Quand le meilleur vient d’Assur
Le 3 février 1823, la Fenice de Venise avait réuni un plateau d’exception, avec l’Arsace de Rosa Mariani, l’Assur de Filippo Galli, même si Isabela Colbran (dans le rôle-titre), l’épouse du maître, commençait à décliner. Inégale, la distribution rouennaise n’atteint pas de tels sommets mais se tient plutôt bien. Sans avoir le port et l’éclat de la reine, sans coïncider non plus tout à fait avec la tessiture du rôle, où il faut un médium et un grave plus substantiels, Karine Deshayes, de plus en plus soprano, convainc par sa maîtrise du canto spianato et du canto fiorito, par le rayonnement solaire de l’aigu aussi. Voici une Sémiramis techniquement et stylistiquement orthodoxe, reine plus fragile qu’impérieuse, bourrelée de remords, mais qui laisse un souvenir moins fort qu’une Salomé Jicia à Nancy, où Franco Fagioli interprétait Arsace. Huit ans après, le contre-argentin exhibe à Rouen des registres plus dessoudés encore, avec un médium exsangue et un aigu sans gloire, comme s’il avait trois voix, faisant d’autant plus regretter la flamboyance d’un contralto travesti, mais conservant heureusement sa science belcantiste pour incarner un Arsace moins vaillant et plus introverti.

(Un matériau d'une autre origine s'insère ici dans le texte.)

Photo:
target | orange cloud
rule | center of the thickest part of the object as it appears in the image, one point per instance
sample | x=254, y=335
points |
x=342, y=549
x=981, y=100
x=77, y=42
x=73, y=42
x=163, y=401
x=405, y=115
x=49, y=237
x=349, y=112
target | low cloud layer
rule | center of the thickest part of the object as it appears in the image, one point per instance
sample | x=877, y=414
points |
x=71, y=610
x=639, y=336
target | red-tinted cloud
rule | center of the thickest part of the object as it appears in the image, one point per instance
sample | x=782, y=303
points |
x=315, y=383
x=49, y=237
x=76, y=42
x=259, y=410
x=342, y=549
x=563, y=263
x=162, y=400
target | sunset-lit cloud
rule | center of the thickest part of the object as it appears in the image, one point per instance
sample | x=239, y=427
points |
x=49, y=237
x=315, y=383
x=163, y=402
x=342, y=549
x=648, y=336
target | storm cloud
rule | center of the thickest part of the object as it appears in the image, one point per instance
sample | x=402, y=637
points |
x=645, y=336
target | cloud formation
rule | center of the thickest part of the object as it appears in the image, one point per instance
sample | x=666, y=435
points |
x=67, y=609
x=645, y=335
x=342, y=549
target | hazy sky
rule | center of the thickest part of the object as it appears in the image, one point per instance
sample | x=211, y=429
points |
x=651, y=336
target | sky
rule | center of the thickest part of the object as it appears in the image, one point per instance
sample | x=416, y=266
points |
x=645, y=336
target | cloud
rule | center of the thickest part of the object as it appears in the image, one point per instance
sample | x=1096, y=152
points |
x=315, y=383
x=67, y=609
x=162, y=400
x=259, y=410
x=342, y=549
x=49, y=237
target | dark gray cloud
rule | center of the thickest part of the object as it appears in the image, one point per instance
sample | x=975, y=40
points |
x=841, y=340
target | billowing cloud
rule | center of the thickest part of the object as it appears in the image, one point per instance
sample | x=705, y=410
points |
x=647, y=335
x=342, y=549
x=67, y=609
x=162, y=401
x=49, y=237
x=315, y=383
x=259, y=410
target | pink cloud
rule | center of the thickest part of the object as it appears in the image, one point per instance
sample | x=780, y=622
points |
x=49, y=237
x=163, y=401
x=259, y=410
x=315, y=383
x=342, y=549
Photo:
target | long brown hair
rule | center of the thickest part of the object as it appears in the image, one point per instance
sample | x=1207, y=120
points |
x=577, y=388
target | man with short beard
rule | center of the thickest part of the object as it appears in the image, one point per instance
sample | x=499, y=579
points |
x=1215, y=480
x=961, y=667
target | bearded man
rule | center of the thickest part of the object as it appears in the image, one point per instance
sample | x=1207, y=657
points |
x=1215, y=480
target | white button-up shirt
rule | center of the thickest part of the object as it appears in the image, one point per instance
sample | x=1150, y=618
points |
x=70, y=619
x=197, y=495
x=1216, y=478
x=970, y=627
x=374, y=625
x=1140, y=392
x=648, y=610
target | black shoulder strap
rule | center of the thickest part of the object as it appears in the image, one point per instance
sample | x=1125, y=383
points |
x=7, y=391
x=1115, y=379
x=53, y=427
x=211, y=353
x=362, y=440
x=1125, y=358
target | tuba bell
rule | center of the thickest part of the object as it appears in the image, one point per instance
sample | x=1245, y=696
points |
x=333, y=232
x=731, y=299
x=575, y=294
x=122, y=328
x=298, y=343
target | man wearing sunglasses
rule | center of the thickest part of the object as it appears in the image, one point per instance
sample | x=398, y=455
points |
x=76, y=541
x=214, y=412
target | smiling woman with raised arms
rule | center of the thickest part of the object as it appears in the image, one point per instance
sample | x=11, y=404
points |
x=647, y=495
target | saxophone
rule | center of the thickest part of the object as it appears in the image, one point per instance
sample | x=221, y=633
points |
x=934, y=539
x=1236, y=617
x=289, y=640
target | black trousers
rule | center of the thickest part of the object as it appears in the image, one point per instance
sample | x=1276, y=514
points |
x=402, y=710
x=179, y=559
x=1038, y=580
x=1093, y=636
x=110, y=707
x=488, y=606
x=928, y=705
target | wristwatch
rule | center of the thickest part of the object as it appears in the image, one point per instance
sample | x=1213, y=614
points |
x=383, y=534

Le meilleur, à vrai dire, vient de l’Assur de Giorgi Manoshvili, même s’il manque les graves du prince à son baryton basse : superbe timbre, ligne racée, colorature aisée. La scène de folie du II, où s’anticipent les visions de Nabucco ou de Macbeth, est remarquable par le phrasé et la noblesse de l’expression. Un authentique rossinien. L’autre clé de fa, pour être beaucoup moins exposée, n’impressionne pas moins : la basse puissante de Grigory Skarupa a toute la majesté du grand prêtre. Peu assuré au I, d’où l’on a retranché son air, Alasdair Kent, à l’émission serrée, s’affirme au II, avec des aigus haut-perchés où il risque de beaux diminuendos, un chant à la fois agile et châtié.
Tandis que le chœur (Accentus se joignant aux forces de la maison) assure bien, l’Orchestre de l’Opéra Normandie Rouen ne brille guère par la beauté de ses sonorités, peinant à restituer les couleurs de la partition, mais Valentina Peleggi le tient d’une main ferme. Elle a le sens du théâtre et du temps dramatique, animant de façon très suggestive les passages orchestraux, si bien que la longueur de la partition – plus de trois heures – ne se ressent jamais malgré des reprises qu’on eût aimées plus variées.
Semiramide de Rossini. Rouen, Théâtre des Arts, le 12 juin.